Elimi geri çekip ayaklandığımda sessizce valizden pijamalarımı çıkardım ve ceketimi, gömleğimi çıkardım. Defne makyajını komple çıkarmış olacaktı ki yatağa geçmiş ve beni izlemeye başlamıştı. Onun beni izlediğinin farkındaydım. Çıkardığım kıyafetleri sandalyeye koyduğumda altıma pijama altımı giydim ve tişörtümü yakınlara koydum. Yatağa ilerleyip Defne’nin yanına yattığımda Defne anında göğsüme yatmıştı. Onun saçlarını okşayarak başından öptüm. “Melek’le bizimkiler isteme için hazırlıkları yapıyorlarmış.” Gülümsedim. Mümkün olduğunca her şeyi tam yapmaya çalışıyorlardı. Biz hiç bir şeye tam vakit ayıramadığımız için Melek ve Defne’nin kardeşleri her şeyi hallediyorlardı. “Kız istemede ne dağıtacağız diye soruyorlar. Bence hiç bir şey dağıtmaya gerek yok.” Defne göğsümde bıcır bıcır, susmadan konuşuyordu. “Yani zaten isteme ile nişanı bir yapacağız. Bu arada Melek kınayı temalı yapmak istiyor.” Kaşlarımı çattım. Temalı derken? “Ne teması?” Defne göğsümdeki parmaklarıyla sanki düşünüyormuş gibi ritim tutuyordu. “Kınayı muhteşem yüzyıl modunda yapalım diyorlar. Gerçi bizimkiler de tam tersi kına yerine bekarlığa veda yapalım ama yine teması bu olsun diyordu. Ayda ve Nilay’da hamam yapalım diyorlar.” Defne’nin saçlarının uçlarını parmaklarıma sarıp çevirmeye başladığımda Defne yorgunluktan esniyordu. Onu da anlayabiliyordum, böyle şeyleri konuşmaya vaktimiz olmuyordu.

Üstelik Hakkari’ye döner dönmez Taner’i şehit vermiştik. Şimdi ise amacımız Taner’in intikamını almaktı yani en azından ilk amacımız oydu. Defne sessizliğimden dolayı uyuduğumu düşünmüş olacaktı ki başını bana doğru çevirip bakmıştı. “Sen hiç bir şeyi kafana takma zaten de haberin olsun diye söylüyorum.” Sessizce konuşuyordu. Sanırım benim aklımda Taner’in olduğunu anlamıştı ve bizim isteme hazırlıkları konuşmamızdan dolayı kendini mahcup hissetmişti. Defne’nin başından öptüğümde kısık sesiyle mırıldanmıştı. “Özür dilerim.”

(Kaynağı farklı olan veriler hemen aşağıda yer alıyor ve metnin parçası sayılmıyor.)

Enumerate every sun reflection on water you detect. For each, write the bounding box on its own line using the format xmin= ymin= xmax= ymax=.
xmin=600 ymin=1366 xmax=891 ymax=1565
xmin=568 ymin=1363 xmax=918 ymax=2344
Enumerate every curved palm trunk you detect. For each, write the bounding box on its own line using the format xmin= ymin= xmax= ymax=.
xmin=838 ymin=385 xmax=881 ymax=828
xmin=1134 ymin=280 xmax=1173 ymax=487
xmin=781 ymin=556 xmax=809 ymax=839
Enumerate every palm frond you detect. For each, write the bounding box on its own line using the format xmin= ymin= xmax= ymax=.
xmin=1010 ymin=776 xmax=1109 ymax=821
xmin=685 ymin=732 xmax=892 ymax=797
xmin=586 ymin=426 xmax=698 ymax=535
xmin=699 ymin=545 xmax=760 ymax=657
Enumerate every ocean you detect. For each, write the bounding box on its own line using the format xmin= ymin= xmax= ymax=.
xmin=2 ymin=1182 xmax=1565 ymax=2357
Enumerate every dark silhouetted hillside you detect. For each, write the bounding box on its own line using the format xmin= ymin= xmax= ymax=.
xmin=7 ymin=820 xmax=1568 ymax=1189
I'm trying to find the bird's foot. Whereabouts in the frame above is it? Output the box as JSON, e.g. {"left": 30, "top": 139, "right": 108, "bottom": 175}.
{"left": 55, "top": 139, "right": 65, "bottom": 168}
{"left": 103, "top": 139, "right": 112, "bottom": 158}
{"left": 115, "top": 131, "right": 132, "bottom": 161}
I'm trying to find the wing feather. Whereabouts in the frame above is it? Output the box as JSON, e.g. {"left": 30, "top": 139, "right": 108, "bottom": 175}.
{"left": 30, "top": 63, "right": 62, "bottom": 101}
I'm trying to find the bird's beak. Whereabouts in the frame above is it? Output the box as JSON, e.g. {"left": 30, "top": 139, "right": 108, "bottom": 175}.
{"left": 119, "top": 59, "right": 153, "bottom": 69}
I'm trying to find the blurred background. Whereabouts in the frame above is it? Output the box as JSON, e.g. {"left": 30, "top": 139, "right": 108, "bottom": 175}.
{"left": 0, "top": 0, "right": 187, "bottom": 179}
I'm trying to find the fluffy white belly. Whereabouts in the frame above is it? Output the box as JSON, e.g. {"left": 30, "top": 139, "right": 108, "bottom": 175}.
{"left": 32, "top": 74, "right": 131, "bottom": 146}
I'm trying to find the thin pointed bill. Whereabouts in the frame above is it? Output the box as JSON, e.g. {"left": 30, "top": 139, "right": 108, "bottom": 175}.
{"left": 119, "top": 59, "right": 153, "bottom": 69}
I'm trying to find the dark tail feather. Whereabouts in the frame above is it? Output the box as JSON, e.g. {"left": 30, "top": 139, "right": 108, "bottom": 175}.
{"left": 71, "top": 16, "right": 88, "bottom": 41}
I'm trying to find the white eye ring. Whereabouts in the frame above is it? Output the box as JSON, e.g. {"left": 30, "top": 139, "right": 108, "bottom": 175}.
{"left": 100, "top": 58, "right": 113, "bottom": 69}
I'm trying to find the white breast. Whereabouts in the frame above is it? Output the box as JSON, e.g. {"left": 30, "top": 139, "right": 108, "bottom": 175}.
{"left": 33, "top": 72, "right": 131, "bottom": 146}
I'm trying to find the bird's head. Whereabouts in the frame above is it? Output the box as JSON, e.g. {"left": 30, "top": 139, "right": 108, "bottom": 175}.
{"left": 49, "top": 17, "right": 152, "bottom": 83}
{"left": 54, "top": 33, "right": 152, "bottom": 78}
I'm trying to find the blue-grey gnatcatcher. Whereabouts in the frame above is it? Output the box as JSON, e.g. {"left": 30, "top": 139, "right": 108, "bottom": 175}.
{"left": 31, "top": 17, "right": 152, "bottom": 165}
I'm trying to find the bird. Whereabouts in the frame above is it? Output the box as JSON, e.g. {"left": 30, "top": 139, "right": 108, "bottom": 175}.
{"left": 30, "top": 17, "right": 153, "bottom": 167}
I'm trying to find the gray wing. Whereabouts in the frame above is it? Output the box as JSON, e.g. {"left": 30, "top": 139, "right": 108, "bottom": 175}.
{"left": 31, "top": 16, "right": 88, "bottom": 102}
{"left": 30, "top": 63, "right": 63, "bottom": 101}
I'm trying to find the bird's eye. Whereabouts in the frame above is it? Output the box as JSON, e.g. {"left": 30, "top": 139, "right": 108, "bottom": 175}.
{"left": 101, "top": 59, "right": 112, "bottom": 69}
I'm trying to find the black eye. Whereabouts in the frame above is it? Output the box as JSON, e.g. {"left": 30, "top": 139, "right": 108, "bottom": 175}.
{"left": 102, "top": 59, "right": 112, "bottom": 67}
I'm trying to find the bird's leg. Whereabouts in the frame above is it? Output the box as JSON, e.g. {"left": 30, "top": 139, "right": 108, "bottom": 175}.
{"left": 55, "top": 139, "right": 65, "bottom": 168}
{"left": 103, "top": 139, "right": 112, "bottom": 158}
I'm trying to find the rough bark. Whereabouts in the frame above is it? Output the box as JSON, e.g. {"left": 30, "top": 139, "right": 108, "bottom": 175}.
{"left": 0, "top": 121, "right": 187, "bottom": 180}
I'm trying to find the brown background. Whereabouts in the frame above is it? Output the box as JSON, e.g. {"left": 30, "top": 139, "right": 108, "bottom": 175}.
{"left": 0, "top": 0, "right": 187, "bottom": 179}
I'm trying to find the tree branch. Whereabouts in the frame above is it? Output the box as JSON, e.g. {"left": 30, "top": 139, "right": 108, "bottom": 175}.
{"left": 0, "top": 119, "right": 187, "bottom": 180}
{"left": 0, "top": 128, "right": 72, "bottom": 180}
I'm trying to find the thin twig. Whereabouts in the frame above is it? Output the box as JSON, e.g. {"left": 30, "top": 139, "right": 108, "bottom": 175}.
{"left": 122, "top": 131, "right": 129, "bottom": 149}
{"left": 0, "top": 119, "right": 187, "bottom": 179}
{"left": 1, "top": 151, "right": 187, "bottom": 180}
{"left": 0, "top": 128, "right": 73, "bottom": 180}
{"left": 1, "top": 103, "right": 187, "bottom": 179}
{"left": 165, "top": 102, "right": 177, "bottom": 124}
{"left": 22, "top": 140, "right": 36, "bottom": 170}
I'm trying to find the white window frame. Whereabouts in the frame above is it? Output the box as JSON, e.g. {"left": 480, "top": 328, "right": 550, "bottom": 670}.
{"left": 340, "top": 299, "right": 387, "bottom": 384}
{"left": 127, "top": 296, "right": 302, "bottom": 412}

“Bir şey yok. Hayat ne kadar istemesek de devam ediyor. Taner hep bu timin bir parçası olacak. Biz ise onun intikamını alıp düğünümüzü mutlu mesut yapacağız. İçimiz rahat olacak ki o düğünde Taner için de eğlenebilelim. O yüzden biraz daha sabır Defne, biraz daha sabır.”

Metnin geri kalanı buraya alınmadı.